Final PhD Oral Examination (Thesis Title: ““SPECT/CT Quantification of 177Lu for Dosimetry in Radionuclide Therapy Treatments of Neuroendocrine Tumors””)

Event Date and Time: 
Wed, 2016-01-20 12:30 - 14:30
Room 200, Graduate Student Centre
Local Contact: 
Physics and Astronomy, UBC
Intended Audience: 

Peptide receptor radionuclide therapy (PRRT) shows promising results in treatment of neuroendocrine tumors (NETs). This treatment is based on fact that NETs over-express somatostatin receptors, therefore somatostatin analogues labeled with radioisotopes, such as 177Lu, deliver dose directly to the tumor. Currently, however, every patient receives the same amount of radioactivity of approximately 7400 MBq per treatment cycle. With this “one dose fits all” approach, differences between patients are not taken into account resulting in some subjects being under-treated while others over-treated. The aim of this study was to develop a simple protocol for activity quantification for patients undergoing PRRT. Quantitative images of activity distribution and information about its biokinetics are necessary for personalized dose assessments. Physics phenomena that influence image quantification were investigated.
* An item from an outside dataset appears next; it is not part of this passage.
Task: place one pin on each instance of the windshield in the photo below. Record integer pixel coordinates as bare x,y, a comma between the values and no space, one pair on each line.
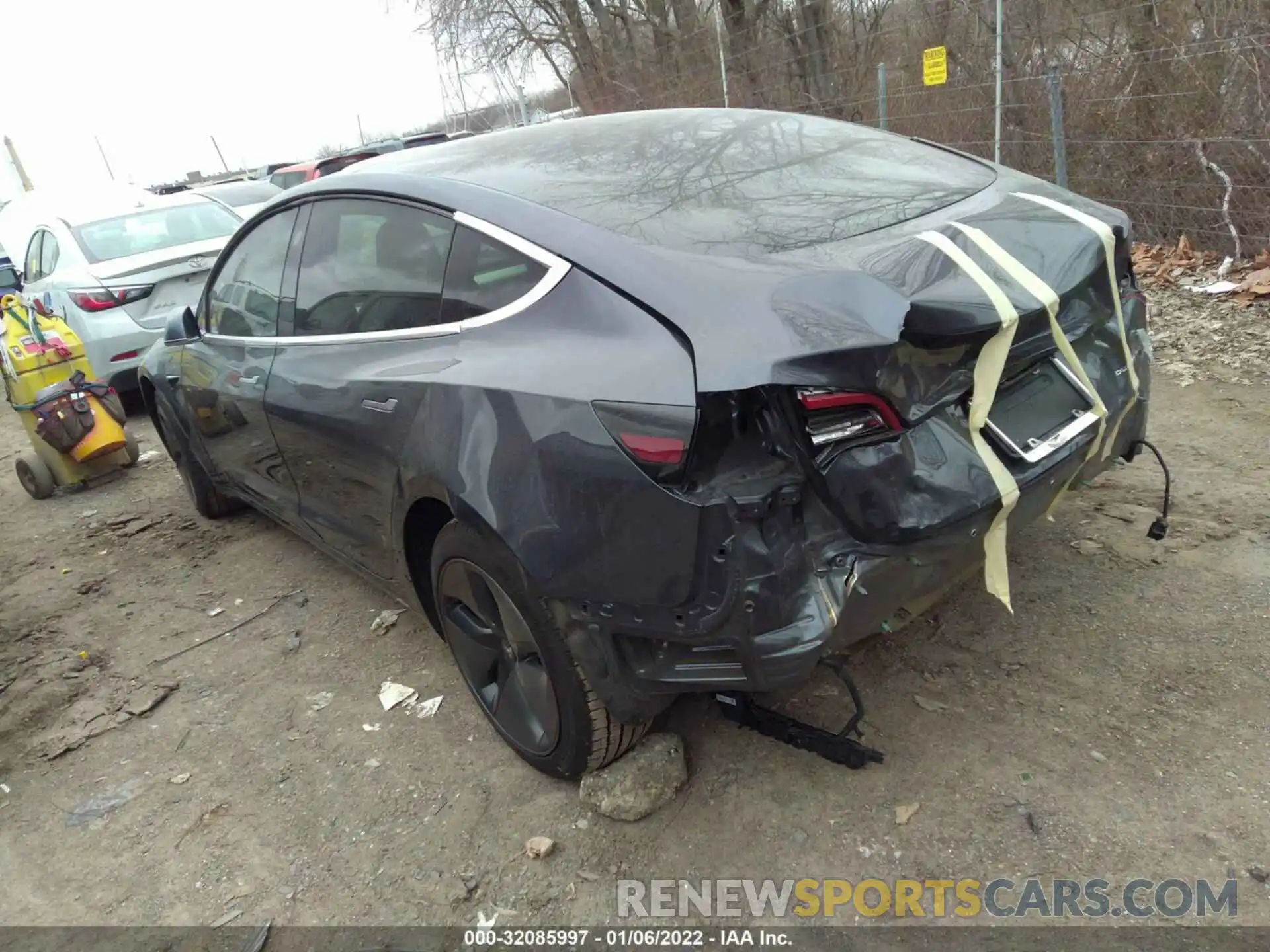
239,193
154,230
As electrons emitted by 177Lu create Bremsstrahlung emissions, Monte-Carlo simulations were performed to investigate its effect on image quantification. Phantom experiments with different attenuation and scatter conditions were performed to test quantification accuracy and evaluate performance of several segmentation methods. Images were reconstructed using the OSEM algorithm and two scatter correction methods were compared. Additionally, camera deadtime was measured by adding activity into a bottle placed in a water-filled cylindrical phantom. Observed count rate vs. true count rate were plotted, and the deadtime was calculated based on the paralyzable model. The protocol was applied to four patient data; OLINDA and voxelized dosimetry calculations were used to create dose volume histograms for the kidneys. Lastly, a graphical user interface that allows for easy change of reconstruction parameters and quantitative reconstruction of the data obtained from different cameras was developed.
Our results suggest that Bremsstrahlung contributions to the detected energy spectrum have no degrading effects on image quantification. Activity in volumes >100mL was recovered with errors <10% of the true values. Analysis of deadtime based on paralyzable model demonstrated. that deadtime corrections should be performed based on scatter corrected photopeak window instead of the full spectrum. Lastly, our estimates of the dose delivered to the kidneys in patient data was substantially lower than the limit suggested by current guidelines.